Não precisa ser estoico para saber que não podemos controlar o envelhecimento. Como podemos conviver com ele?
Os estoicos nos ensinam que não podemos mudar os fatos, mas podemos controlar nossas reações a eles. Este foi um dos temas de uma longa e profunda conversa com Jevandro Barros, em Taubaté, na semana passada. Uma parte dela estará disponível nos próximos dias em um videopost.
Um dos pais da psicologia, Carl Jung, nos ensina que a vida é similar ao ciclo do sol durante o dia: amanhece, chega ao pico no meio-dia, crepúsculo.

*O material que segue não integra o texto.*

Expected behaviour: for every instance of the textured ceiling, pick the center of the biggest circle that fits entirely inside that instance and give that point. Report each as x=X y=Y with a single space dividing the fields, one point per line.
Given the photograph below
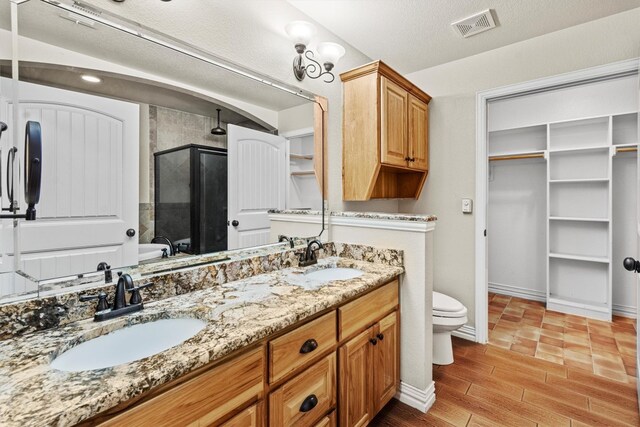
x=411 y=35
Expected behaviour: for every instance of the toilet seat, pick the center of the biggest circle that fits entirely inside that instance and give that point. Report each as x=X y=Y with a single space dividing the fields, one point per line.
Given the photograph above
x=445 y=306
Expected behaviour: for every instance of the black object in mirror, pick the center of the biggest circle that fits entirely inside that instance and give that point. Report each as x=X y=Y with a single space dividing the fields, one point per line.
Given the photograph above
x=32 y=167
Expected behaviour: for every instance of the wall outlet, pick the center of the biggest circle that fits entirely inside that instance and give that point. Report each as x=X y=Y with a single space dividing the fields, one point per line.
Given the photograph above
x=467 y=205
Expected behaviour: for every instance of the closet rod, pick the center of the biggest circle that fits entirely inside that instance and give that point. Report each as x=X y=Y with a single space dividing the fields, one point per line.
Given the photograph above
x=517 y=157
x=626 y=149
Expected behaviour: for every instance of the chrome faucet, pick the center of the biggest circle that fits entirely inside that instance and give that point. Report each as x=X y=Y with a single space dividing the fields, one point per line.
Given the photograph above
x=308 y=257
x=283 y=238
x=120 y=306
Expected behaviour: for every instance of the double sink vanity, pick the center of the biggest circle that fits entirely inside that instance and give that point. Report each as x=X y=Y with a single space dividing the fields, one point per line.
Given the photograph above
x=316 y=345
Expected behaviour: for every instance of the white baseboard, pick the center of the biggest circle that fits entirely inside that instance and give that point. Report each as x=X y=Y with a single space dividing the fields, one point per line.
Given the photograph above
x=530 y=294
x=518 y=292
x=422 y=400
x=624 y=310
x=466 y=332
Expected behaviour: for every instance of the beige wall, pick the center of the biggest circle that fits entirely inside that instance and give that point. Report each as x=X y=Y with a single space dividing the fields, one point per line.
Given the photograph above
x=452 y=126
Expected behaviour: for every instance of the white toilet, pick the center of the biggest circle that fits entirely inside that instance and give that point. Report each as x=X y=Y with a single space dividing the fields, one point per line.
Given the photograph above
x=448 y=315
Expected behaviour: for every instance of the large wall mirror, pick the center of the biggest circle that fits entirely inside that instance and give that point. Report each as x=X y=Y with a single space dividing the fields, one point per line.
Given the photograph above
x=153 y=152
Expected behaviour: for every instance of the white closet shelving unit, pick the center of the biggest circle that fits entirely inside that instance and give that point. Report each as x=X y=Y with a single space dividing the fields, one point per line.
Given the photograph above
x=302 y=190
x=579 y=192
x=579 y=155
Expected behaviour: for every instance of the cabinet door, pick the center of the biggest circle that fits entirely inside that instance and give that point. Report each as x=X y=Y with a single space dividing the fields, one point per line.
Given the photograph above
x=393 y=123
x=355 y=381
x=385 y=361
x=418 y=150
x=250 y=417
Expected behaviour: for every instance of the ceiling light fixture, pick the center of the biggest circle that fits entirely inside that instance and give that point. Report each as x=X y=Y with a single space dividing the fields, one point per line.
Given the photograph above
x=91 y=79
x=218 y=130
x=301 y=33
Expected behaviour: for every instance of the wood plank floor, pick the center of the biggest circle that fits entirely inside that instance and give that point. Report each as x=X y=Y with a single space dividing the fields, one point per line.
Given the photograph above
x=491 y=386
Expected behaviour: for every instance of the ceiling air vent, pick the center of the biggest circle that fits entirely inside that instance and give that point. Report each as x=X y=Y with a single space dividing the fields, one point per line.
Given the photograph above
x=475 y=24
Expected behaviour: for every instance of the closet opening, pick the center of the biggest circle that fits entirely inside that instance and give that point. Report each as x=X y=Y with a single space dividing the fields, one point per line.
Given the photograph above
x=557 y=187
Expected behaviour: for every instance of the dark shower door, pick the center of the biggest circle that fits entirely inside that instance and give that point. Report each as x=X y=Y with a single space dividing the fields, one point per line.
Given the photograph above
x=212 y=200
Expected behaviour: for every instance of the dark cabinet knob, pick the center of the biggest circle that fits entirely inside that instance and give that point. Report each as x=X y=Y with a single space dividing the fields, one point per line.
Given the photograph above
x=308 y=346
x=309 y=403
x=631 y=264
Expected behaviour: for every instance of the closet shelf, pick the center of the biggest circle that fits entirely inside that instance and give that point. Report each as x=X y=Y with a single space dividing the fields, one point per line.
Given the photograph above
x=569 y=218
x=302 y=173
x=577 y=303
x=603 y=260
x=588 y=148
x=517 y=156
x=553 y=181
x=301 y=156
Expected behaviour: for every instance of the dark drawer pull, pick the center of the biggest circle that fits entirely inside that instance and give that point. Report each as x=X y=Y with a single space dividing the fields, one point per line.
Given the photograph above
x=308 y=346
x=309 y=403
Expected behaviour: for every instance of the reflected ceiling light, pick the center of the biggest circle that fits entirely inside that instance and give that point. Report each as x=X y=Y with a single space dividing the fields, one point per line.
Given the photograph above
x=91 y=79
x=301 y=33
x=218 y=130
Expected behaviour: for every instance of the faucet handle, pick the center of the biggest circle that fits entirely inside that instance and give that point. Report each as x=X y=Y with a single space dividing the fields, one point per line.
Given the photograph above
x=136 y=298
x=102 y=300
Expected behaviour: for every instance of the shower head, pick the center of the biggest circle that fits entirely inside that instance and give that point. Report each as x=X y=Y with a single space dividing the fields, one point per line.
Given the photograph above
x=218 y=130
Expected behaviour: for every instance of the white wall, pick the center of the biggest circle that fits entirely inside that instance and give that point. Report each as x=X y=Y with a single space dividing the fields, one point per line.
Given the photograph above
x=416 y=297
x=517 y=220
x=452 y=126
x=295 y=118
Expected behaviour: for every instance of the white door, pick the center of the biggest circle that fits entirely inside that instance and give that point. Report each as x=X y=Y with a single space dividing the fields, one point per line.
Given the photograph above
x=257 y=168
x=89 y=195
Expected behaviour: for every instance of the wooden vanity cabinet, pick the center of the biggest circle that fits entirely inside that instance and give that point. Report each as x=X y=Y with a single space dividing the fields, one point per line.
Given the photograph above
x=384 y=136
x=369 y=372
x=340 y=368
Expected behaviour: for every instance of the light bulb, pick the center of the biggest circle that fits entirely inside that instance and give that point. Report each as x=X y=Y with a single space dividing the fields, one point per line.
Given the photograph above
x=91 y=79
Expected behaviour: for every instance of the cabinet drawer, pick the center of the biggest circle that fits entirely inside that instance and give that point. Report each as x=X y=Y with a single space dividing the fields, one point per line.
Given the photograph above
x=204 y=399
x=303 y=400
x=363 y=312
x=250 y=417
x=328 y=421
x=301 y=345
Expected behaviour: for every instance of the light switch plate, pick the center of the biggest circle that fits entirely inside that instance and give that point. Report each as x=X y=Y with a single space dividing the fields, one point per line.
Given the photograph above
x=467 y=205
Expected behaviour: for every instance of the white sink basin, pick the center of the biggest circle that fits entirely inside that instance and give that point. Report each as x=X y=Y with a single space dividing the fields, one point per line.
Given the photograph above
x=127 y=345
x=337 y=273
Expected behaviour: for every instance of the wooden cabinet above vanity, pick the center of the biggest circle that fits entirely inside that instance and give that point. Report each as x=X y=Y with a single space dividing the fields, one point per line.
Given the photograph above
x=339 y=367
x=384 y=134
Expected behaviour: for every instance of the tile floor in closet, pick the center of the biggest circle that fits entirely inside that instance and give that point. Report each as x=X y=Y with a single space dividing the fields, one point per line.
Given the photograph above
x=540 y=368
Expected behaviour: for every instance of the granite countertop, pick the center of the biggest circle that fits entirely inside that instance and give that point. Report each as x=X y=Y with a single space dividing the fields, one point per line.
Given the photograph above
x=237 y=313
x=388 y=216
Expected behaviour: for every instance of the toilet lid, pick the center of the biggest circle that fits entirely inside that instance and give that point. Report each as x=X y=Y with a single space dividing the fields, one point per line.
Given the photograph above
x=444 y=303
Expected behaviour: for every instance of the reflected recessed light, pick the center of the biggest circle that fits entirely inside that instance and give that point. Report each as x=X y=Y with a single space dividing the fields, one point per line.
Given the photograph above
x=91 y=79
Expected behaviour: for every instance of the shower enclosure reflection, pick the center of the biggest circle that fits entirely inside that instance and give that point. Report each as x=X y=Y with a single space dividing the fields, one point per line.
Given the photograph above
x=132 y=157
x=191 y=198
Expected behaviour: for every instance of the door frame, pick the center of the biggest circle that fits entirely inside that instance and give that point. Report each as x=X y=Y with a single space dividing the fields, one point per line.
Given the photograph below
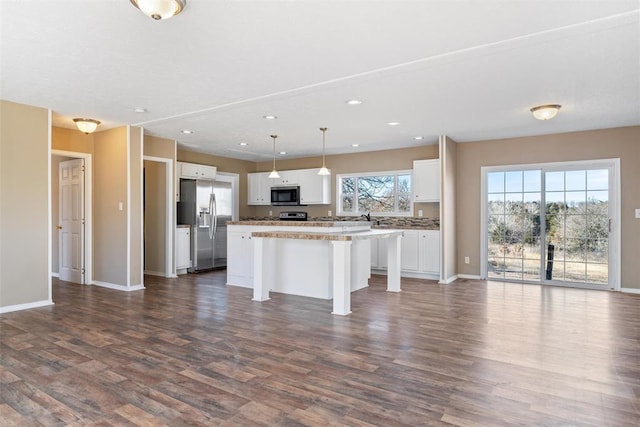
x=88 y=213
x=615 y=258
x=169 y=268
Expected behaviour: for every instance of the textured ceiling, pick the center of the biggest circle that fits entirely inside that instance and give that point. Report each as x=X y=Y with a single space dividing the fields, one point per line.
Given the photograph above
x=467 y=69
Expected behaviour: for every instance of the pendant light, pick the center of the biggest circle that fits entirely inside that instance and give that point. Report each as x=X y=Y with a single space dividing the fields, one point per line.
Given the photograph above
x=86 y=125
x=323 y=170
x=274 y=173
x=160 y=9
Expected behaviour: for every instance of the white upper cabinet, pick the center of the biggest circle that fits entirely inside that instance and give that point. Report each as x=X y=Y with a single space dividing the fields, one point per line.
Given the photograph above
x=426 y=180
x=259 y=187
x=286 y=178
x=314 y=189
x=196 y=171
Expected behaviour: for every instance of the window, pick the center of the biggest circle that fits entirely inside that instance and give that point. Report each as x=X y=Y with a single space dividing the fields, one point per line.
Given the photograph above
x=382 y=193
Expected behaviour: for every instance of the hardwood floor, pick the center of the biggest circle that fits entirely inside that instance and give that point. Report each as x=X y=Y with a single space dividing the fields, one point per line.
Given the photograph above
x=192 y=351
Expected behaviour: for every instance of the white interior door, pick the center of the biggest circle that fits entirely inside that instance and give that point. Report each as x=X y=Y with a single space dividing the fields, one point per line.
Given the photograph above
x=71 y=217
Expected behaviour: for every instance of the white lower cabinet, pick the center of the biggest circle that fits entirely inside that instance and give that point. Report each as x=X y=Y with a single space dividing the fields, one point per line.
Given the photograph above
x=420 y=253
x=183 y=249
x=430 y=251
x=239 y=259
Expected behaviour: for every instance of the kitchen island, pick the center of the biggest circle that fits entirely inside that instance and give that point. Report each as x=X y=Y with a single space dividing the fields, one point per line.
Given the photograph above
x=317 y=259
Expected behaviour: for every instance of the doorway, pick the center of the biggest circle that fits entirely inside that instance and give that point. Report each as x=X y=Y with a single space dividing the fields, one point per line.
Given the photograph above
x=71 y=245
x=553 y=223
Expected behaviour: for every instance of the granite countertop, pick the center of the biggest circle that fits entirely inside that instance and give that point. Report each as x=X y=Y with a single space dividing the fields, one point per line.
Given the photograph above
x=310 y=235
x=300 y=223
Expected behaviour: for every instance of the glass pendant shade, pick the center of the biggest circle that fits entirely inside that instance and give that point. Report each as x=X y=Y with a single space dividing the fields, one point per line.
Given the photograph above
x=160 y=9
x=323 y=170
x=86 y=125
x=545 y=112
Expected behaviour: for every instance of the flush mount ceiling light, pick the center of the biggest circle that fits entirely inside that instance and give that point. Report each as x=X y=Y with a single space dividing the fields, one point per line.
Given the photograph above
x=160 y=9
x=86 y=125
x=323 y=170
x=545 y=112
x=274 y=173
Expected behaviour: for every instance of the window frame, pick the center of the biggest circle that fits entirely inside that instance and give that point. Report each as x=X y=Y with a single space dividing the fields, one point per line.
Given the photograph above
x=395 y=173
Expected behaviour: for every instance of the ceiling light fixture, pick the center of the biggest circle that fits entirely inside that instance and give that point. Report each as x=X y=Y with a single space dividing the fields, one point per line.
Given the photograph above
x=160 y=9
x=86 y=125
x=545 y=112
x=323 y=170
x=274 y=173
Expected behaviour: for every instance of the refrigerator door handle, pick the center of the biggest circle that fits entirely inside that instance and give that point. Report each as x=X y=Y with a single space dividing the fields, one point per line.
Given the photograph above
x=212 y=214
x=215 y=214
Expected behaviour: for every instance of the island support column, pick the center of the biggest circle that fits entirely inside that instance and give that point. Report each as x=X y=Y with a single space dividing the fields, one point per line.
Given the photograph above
x=393 y=263
x=260 y=288
x=341 y=277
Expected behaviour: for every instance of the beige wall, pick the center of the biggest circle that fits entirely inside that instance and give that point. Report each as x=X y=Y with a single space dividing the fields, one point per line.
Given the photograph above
x=623 y=143
x=373 y=161
x=159 y=147
x=225 y=164
x=448 y=165
x=24 y=205
x=110 y=223
x=154 y=217
x=71 y=140
x=135 y=148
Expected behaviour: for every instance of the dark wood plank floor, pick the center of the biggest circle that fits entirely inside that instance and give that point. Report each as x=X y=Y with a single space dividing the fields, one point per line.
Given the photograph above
x=192 y=351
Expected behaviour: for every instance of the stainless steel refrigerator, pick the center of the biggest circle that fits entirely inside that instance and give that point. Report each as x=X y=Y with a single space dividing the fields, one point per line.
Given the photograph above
x=206 y=206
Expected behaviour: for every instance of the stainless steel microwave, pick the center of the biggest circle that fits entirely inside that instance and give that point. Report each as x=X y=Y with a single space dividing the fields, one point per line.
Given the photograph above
x=285 y=196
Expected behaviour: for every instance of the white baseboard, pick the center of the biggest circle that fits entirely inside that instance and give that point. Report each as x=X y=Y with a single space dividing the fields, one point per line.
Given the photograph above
x=469 y=276
x=449 y=280
x=409 y=274
x=118 y=287
x=26 y=306
x=155 y=273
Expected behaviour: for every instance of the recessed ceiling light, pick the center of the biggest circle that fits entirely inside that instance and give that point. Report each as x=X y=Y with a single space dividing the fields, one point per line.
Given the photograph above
x=545 y=112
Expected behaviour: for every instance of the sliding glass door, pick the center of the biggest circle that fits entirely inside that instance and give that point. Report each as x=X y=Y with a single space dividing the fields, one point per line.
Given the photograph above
x=550 y=223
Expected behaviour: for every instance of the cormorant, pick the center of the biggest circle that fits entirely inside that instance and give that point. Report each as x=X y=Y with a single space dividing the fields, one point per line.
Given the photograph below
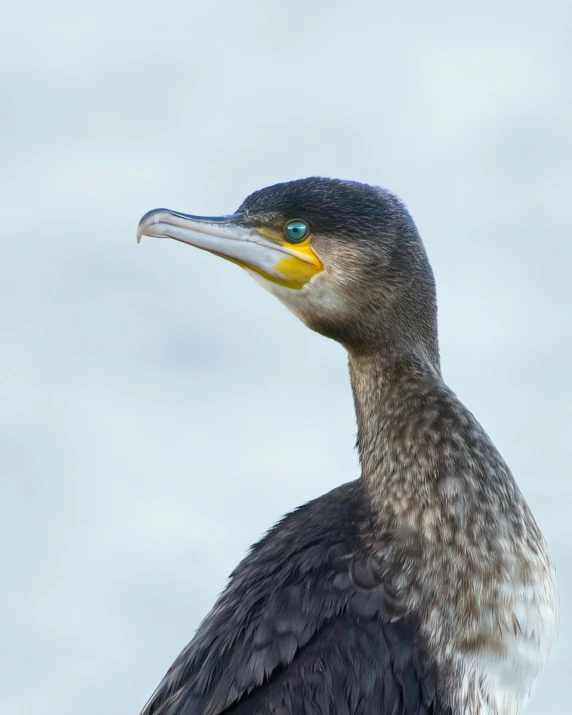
x=422 y=588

A diferença é que o ciclo do sol varia pouco. Na vida, antecipamos ou retardamos a passagem dos ciclos, com consequências sérias. Como o Jevandro está no meio da tarde e eu já estou perto do escurecer, vou passar rápido pelas três primeiras fases, para focar no último.
- ATLETA
É o começo do dia. As coisas não estão claras. O ego, um estado onde o inconsciente, o narcisismo e o imediatismo dominam. Tenho que ganhar todos os jogos. Alguns têm dificuldade de sair desta fase.
- GUERREIRO
Agora o jogo é de campeonato. Temos que vencer na vida. Garantir que passamos dos dois primeiros níveis da pirâmide de Maslow. Caso consiga, pensarei como deixar um legado. Muitos colocam a marca de chegada sempre mais para frente, já que as necessidades são infinitas, mas os recursos finitos. O nome popular disto é ambição descomedida.
- ESTADISTA
Se, e quando, consegui atingir as conquistas materiais, tenho tempo para um legado. Para deixar uma marca. Ainda não entendi se isto é um gesto altruísta ou egoísta. Claro que compartilhar experiências, ajudar os outros, beneficia os outros, mas não será uma forma de remuneração espiritual do eu?
- ESPÍRITO
A conversa com Jevandro, acabou sobre a passagem da fase de Estadista para a do Espírito. O ego e as necessidades externas (sim, elas existem) ficam menores quando aceitamos a finitude, fato inevitável que muitos não aceitam.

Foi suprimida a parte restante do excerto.